For the Christmas and new year break we have brought you a roundup of HSJ’s best practice highlights of 2015. Today our focus is on commissioning. Some of the featured articles include how Berkshire West transformed its diabetes care pathway; while Samantha Jones and Saira Ghafur explain how putting clinical leadership at the heart of NHS, as envisioned by new models of care, can revolutionise the health service.

Diabetes care in Berkshire West gets a complete makeover

Jennifer Trueland shines a light on the journey of Berkshire West from being one of the worst performers in diabetes care in the country to now being held up as a national exemplar of good care and winning national and international recognition. It might have something to do with getting all the stakeholders – patients, providers, commissioners and others – work together.

Roundtable: Jeremy Hunt’s HSJ annual lecture debated

The health secretary’s pledge to introduce Ofsted-style assessments for clinical commissioning groups may have been the highlight of HSJ’s annual lecture, experts, however, say that implementing a system-wide ranking for healthcare might be challenging.

New care models are a fresh call for leadership

The new care models put clinicians at the centre of health and social care: encouraging them to think of creative solutions in order to deliver the best possible care for patients. Samantha Jones and Saira Ghafur explain how this can be a gamechanger for the NHS.

Specialised commissioning: Are we getting best value from £14.5bn?

Commissioning of specialised services, typically provided in few hospitals and accessed by comparatively small numbers of patients, is fraught with challenges. We look at the difficult questions around specialised commissioning – which treatments to fund, power sharing arrangement between the CCGs and the centre among others – and what the government can do to get it right.

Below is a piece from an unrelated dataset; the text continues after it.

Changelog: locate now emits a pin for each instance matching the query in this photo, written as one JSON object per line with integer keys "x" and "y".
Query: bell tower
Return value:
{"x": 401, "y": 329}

What commissioners want to happen to their unsustainable providers

An HSJ survey reveals that 74 per cent of CCG leaders would be in favour of their unsustainable providers establishing shared service joint venture while 68 per cent of respondents said they would support the trust joining with GPs to form a multispecialty community provider. Acute trust mergers and Hinchingbrooke style management franchises were the least popular options for restructuring troubled providers. Rebecca Thomas reports.